Three months after the landmark agreement on a road map towards strengthened international action on climate change reached in Bali, Indonesia, the latest round of negotiations shifted to the neighbouring country of Thailand and its capital, Bangkok.

The talks took place between 31 March to 4 April 2008 at the United Nations Conference Centre of the Economic and Social Commission for Asia and the Pacific (ESCAP).

Jennifer Morgan, E3G’s Director of Climate and Energy Security, was in attendance, and helped the media to interpret the negotiations as they reached crunch point.

Speaking to the AP agency, she firstly highlighted the impact of the Japanese negotiating position:

The U.S. and Japan are playing hard ball”, said Jennifer Morgan with the E3G environmentalist group. “Because Japan has been so aggressive in its stance, it’s creating a very negative mood”, she said.

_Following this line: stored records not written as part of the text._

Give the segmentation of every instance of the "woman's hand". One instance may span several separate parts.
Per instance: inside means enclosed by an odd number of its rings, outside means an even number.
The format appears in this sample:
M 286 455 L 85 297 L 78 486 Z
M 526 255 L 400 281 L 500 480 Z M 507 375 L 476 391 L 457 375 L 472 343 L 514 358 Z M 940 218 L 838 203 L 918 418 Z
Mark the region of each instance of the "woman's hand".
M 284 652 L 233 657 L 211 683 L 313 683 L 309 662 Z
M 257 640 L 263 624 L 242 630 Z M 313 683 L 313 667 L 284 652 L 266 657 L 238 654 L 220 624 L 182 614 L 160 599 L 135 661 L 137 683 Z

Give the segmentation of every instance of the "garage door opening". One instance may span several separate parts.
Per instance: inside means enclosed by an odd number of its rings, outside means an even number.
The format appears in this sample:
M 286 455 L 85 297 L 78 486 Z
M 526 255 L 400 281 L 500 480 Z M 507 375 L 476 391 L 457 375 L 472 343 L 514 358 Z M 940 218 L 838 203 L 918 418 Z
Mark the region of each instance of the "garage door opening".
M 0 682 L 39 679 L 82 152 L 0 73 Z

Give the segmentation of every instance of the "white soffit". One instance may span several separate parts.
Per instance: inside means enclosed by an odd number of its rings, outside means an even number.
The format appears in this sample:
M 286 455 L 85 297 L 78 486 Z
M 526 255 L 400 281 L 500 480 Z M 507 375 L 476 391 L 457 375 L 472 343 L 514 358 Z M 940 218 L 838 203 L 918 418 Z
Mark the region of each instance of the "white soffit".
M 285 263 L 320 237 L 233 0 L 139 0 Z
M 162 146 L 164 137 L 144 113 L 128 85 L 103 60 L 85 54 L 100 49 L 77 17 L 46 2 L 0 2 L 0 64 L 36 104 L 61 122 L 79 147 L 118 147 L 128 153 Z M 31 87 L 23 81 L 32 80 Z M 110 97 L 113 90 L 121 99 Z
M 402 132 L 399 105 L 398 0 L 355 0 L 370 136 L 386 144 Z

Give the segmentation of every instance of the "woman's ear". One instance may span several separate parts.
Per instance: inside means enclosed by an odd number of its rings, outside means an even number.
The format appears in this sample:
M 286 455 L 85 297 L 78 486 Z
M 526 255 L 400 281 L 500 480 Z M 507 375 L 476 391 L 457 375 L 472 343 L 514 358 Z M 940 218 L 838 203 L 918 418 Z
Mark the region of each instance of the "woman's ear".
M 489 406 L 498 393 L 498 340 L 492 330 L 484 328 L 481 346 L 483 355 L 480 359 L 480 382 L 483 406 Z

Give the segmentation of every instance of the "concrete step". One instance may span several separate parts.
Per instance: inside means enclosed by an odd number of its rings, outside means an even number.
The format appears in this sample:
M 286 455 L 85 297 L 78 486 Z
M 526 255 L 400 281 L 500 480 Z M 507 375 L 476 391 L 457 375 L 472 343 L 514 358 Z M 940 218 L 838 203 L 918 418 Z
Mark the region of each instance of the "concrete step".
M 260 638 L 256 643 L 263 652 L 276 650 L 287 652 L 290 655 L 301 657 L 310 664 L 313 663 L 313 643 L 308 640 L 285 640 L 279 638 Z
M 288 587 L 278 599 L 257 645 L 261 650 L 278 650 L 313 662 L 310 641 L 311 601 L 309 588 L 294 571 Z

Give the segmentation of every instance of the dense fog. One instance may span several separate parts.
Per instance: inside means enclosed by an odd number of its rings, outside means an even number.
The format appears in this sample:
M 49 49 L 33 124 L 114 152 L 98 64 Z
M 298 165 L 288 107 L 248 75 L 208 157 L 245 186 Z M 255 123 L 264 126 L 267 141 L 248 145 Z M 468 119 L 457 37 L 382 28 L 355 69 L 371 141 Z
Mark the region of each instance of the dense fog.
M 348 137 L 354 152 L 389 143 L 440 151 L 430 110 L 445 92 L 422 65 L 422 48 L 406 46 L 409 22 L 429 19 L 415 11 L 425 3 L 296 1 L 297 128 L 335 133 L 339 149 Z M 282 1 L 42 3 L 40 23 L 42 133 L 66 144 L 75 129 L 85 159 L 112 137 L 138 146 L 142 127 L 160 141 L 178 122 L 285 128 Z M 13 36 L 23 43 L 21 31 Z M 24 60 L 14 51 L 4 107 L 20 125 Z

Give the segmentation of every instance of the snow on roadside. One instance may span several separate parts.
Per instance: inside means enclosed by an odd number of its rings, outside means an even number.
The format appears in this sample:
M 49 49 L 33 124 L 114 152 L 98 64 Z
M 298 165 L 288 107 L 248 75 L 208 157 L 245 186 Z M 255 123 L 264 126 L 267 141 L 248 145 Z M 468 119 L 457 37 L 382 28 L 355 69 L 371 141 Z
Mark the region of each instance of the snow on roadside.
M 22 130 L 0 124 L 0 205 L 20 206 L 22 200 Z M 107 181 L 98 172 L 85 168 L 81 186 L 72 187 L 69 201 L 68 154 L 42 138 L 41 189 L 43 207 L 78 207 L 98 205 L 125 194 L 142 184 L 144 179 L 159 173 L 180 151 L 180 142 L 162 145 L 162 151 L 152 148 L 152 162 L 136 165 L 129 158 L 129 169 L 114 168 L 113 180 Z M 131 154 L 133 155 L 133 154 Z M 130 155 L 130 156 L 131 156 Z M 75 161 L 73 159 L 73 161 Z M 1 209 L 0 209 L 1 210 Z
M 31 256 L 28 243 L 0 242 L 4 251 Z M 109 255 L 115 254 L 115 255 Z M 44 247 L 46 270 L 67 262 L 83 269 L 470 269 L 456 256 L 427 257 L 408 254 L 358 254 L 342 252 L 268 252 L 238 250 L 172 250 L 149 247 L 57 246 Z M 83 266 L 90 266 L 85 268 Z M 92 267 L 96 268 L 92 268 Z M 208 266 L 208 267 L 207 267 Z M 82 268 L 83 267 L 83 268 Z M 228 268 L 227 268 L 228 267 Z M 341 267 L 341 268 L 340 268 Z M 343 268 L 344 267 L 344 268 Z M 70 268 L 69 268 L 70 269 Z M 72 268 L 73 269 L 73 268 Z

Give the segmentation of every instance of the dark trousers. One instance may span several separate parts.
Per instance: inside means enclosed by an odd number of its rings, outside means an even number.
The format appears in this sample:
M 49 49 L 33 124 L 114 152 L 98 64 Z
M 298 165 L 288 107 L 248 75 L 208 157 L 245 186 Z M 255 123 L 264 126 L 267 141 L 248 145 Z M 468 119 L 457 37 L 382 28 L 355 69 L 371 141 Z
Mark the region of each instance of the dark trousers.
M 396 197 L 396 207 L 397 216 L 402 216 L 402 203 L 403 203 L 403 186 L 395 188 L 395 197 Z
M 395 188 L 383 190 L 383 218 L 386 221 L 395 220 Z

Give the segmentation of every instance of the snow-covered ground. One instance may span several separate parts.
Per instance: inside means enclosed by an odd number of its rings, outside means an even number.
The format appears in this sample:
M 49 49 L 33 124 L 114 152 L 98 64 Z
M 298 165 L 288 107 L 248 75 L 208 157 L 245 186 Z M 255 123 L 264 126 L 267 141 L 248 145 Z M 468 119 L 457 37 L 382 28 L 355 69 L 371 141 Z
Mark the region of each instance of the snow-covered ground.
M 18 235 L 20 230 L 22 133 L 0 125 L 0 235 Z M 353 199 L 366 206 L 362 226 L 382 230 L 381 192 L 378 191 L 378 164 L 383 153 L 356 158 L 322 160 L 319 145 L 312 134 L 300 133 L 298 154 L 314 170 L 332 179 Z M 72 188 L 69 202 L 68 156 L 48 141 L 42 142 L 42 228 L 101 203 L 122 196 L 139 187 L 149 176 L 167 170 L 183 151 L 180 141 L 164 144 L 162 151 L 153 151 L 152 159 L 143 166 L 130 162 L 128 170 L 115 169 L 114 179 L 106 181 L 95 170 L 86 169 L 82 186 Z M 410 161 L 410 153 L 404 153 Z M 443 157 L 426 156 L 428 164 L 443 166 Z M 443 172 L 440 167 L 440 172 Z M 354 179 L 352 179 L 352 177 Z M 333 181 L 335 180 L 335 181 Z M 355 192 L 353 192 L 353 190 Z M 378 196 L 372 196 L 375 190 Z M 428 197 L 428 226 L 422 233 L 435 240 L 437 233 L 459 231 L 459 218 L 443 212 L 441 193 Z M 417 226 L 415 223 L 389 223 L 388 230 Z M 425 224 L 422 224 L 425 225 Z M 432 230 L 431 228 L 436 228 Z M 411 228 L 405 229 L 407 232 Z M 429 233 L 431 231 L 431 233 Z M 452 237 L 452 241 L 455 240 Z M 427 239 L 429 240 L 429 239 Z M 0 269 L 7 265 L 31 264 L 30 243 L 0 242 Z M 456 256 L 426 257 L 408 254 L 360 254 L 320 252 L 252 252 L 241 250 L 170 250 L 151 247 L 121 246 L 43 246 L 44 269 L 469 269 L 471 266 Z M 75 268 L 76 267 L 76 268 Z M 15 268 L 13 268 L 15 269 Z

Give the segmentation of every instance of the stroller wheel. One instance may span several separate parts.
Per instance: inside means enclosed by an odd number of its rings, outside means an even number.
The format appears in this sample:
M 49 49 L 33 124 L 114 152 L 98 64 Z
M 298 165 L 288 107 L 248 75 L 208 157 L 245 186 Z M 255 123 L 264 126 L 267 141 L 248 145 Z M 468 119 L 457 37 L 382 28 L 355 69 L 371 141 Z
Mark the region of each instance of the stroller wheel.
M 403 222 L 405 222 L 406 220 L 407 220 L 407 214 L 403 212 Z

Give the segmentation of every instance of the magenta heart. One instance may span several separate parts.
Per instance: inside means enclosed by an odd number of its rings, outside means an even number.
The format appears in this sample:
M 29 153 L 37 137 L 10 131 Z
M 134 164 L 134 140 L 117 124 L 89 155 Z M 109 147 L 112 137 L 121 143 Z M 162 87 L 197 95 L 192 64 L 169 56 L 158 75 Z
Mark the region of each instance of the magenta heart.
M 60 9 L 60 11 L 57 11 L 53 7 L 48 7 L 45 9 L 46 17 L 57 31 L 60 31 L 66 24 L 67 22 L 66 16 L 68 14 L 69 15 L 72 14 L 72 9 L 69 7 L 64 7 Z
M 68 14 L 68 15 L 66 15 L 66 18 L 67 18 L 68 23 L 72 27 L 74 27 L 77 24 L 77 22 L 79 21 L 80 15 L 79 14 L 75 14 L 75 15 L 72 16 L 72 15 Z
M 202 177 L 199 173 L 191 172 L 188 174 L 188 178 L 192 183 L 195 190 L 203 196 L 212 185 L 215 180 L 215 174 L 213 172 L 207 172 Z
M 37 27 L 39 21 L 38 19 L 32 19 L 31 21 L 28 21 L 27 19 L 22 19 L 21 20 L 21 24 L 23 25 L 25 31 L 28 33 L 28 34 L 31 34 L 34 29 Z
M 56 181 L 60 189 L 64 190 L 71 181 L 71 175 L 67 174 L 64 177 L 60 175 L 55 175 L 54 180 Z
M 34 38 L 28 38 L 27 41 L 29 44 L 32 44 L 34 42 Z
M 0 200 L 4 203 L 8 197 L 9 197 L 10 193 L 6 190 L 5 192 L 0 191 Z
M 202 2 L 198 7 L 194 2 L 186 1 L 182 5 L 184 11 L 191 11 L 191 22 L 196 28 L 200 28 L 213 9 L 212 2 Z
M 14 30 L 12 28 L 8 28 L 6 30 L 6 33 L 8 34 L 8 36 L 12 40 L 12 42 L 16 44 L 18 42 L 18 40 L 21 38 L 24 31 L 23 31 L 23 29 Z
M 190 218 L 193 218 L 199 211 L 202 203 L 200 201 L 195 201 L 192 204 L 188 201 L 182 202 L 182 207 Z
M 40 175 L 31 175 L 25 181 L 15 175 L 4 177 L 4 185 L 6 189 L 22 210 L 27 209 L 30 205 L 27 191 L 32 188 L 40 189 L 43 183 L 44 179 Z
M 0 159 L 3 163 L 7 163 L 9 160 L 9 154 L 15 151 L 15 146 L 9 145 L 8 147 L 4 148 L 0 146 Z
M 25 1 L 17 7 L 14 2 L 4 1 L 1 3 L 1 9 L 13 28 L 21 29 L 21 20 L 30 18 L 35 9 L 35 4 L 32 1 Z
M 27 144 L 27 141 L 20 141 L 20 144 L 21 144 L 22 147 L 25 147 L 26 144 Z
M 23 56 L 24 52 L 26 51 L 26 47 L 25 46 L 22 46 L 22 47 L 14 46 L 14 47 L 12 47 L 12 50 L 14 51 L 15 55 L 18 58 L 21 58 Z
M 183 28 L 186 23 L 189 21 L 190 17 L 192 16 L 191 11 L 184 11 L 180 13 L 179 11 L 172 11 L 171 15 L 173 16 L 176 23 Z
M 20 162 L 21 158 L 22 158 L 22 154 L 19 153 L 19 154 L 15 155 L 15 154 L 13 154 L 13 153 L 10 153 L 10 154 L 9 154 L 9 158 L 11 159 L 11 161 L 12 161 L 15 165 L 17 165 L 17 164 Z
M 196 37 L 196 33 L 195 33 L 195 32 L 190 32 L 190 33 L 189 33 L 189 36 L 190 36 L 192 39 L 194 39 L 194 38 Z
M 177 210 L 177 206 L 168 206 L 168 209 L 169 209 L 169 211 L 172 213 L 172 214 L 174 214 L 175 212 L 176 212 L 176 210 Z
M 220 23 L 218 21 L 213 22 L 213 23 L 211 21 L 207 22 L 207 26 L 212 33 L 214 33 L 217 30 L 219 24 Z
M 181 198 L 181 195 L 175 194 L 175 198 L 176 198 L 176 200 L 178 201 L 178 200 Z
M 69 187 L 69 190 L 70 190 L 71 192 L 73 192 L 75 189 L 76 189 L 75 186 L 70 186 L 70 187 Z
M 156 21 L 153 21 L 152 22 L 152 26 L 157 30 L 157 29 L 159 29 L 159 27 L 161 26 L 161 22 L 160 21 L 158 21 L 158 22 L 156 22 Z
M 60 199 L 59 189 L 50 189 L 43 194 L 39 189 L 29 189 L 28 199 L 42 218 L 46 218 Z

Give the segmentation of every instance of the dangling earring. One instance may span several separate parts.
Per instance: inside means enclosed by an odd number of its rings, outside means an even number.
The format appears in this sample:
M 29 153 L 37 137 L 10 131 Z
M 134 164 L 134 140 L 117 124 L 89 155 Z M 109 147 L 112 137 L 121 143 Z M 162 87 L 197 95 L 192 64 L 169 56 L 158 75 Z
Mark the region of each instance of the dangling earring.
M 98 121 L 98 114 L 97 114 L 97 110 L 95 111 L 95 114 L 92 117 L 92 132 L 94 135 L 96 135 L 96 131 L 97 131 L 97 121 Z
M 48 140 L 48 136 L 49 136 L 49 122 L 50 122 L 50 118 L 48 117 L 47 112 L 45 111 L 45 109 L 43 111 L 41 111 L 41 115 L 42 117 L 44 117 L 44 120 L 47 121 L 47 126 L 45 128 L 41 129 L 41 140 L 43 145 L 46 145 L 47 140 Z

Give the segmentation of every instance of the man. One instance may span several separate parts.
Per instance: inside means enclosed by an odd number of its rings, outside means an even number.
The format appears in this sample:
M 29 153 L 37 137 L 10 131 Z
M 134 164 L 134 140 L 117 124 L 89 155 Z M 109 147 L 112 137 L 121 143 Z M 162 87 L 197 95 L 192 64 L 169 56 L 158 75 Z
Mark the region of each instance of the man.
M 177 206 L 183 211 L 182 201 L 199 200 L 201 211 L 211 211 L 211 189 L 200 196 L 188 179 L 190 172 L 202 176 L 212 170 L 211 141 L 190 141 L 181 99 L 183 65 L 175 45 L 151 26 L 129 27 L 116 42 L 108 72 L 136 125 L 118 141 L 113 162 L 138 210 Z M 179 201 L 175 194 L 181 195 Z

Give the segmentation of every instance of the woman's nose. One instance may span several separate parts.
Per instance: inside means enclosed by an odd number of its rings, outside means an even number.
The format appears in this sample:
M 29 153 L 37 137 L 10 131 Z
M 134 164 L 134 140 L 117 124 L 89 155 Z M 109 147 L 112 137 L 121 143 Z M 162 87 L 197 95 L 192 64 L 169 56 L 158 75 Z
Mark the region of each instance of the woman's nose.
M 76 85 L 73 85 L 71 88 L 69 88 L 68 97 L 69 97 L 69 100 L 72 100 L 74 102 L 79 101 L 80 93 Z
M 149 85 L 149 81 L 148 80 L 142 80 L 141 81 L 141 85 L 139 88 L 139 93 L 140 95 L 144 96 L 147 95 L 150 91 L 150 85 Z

Later, once a final agreement had at last been reached, she then drew attention to the key role that the USA would play going forward:

Jennifer Morgan, a climate activist with the E3G environmental group, said the final work plan dropped a propose workshop on U.S mitigation action which she said showed the Bush administration was “not serious about the problem” of climate change. But she added that the lack of a workshop also provided an opportunity for the next administration.

“The decision sets it up for the new president to indicate what level of ambition the U.S. will take on this agreement”, Morgan said.